La segunda es Marco, un drama autobiografiado, que se ambienta también en Barcelona. Es la vida de Enric Marco, quien se construyó un falso pasado explicando que había estado encerrado en un campo de concentración nazi. Sus habilidades comunicativas y narradoras le granjearon durante años la simpatía de numerosas personas, que asistían a sus conferencias.

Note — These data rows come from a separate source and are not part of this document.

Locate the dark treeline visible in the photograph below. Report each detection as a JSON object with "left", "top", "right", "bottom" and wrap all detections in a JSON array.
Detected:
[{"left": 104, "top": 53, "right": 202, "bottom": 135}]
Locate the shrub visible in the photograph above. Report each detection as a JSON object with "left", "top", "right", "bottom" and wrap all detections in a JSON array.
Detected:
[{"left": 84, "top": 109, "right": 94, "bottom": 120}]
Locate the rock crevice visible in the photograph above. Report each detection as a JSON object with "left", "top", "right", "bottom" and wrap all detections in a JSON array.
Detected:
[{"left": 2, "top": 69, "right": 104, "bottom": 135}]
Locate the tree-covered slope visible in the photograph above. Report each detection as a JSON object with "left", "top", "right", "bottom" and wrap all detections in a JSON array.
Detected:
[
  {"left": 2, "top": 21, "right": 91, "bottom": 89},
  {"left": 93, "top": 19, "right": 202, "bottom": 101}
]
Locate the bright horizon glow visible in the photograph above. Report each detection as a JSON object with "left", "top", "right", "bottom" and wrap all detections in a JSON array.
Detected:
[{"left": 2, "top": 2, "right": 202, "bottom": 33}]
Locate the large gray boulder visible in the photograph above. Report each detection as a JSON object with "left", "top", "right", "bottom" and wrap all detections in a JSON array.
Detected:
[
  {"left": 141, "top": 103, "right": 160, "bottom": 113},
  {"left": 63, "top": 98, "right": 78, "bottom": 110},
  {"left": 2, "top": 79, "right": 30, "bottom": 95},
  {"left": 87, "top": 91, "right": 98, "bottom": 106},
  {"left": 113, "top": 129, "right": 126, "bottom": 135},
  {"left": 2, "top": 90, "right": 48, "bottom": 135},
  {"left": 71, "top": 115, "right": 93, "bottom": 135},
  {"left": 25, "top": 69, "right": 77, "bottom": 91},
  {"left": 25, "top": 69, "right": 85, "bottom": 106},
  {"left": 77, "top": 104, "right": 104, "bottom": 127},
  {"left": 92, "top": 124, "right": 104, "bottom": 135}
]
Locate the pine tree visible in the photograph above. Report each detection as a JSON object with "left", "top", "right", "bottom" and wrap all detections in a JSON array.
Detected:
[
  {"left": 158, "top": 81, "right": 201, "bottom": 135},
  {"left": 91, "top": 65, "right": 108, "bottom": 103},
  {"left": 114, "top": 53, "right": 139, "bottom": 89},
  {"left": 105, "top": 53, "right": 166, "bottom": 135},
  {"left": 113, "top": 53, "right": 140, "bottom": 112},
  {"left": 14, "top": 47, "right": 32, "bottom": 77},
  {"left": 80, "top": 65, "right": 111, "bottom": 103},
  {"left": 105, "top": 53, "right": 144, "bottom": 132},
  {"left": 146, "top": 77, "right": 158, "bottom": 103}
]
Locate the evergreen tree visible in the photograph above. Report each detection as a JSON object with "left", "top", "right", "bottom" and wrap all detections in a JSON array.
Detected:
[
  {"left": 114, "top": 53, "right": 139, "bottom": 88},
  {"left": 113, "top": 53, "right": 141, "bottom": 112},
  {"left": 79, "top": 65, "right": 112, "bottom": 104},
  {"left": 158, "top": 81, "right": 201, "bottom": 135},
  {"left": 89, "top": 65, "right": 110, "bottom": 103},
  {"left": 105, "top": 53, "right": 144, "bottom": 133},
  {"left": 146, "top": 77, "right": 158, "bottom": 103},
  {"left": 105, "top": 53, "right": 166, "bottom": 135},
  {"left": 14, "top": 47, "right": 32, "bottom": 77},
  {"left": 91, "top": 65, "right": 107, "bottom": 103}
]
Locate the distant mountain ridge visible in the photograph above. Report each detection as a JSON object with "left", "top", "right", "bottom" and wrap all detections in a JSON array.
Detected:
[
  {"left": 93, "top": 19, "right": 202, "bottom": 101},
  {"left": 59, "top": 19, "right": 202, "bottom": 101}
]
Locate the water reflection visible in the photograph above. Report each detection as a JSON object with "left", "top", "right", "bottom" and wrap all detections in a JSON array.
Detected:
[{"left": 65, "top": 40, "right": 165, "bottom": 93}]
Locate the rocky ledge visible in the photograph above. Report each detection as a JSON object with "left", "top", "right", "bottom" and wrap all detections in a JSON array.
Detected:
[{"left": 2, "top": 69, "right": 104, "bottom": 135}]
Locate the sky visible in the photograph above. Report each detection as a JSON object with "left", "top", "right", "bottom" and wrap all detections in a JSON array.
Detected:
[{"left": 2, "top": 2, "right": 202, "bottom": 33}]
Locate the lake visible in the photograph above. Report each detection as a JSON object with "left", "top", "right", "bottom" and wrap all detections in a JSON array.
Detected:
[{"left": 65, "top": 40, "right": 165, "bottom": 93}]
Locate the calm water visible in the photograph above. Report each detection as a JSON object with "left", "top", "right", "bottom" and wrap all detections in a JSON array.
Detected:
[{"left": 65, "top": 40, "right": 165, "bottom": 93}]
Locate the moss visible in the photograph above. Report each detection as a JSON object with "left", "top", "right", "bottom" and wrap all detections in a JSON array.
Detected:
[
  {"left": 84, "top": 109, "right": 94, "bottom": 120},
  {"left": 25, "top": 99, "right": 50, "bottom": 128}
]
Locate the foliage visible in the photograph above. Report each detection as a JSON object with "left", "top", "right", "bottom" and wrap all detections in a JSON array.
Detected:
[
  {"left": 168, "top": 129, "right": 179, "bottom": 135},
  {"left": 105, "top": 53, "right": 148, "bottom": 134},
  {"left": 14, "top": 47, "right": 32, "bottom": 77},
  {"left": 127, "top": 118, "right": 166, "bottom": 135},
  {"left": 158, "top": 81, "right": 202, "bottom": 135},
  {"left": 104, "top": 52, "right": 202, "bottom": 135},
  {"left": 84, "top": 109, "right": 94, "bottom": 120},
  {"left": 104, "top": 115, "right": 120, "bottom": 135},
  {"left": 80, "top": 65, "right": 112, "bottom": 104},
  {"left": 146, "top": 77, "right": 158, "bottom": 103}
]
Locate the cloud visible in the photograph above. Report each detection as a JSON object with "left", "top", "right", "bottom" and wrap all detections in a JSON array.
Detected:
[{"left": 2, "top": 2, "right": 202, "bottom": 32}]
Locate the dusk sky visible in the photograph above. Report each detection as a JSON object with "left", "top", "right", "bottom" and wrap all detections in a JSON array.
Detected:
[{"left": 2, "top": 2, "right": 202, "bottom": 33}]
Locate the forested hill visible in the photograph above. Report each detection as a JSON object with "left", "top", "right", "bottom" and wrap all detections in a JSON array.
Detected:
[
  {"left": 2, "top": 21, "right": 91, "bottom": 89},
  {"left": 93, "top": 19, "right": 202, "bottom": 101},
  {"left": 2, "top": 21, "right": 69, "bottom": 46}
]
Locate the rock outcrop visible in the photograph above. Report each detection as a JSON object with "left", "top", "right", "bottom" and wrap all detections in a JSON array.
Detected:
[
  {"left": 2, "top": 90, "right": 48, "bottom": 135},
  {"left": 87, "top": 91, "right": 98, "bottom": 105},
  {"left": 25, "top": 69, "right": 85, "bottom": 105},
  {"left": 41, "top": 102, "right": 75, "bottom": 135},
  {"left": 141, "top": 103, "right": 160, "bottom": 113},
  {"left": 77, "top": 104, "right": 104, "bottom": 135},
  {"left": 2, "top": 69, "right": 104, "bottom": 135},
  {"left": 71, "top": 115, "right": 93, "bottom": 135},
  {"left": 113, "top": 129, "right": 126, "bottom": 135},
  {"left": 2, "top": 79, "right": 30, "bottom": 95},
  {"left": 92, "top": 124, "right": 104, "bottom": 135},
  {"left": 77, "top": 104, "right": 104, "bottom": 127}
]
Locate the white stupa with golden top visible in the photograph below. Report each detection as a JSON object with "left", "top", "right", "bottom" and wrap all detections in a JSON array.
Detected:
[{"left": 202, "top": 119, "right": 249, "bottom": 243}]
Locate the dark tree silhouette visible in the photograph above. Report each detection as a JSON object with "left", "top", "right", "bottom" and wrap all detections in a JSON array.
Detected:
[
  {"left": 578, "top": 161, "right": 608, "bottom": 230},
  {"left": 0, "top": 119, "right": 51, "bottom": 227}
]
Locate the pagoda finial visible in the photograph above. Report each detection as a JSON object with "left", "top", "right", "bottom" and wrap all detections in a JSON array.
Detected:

Eduard Fernández es el protagonista de estas historias, un actor magnífico que lleva a cabo un trabajo magistral de interpretación. Los papeles de Manolo y de Marco son muy diferentes. El hecho de que ambas películas hayan coincidido en las carteleras cinematográficas resalta la versatilidad de este actor, perfectamente capaz de meterse en la piel de sus personajes. En el papel de Manolo Vital, el defensor de las causas perdidas, el inmigrante que dejó atrás una vida pero que no piensa renunciar a esa otra vida que ha construido con sus manos, Eduard nos conmueve. La película, que combina guiños de humor con el dramatismo de lo cotidiano, es una delicia. En el papel de Marco, el gran impostor, el eterno mentiroso, el hombre que se refugia en la fabulación para dar un sentido a su vida, nos encontramos con un protagonista creíble, que inspira más tristeza que decepción.

Admiro el trabajo de quienes son grandes actores porque saben construir o recrear a seres humanos que nos interpelan.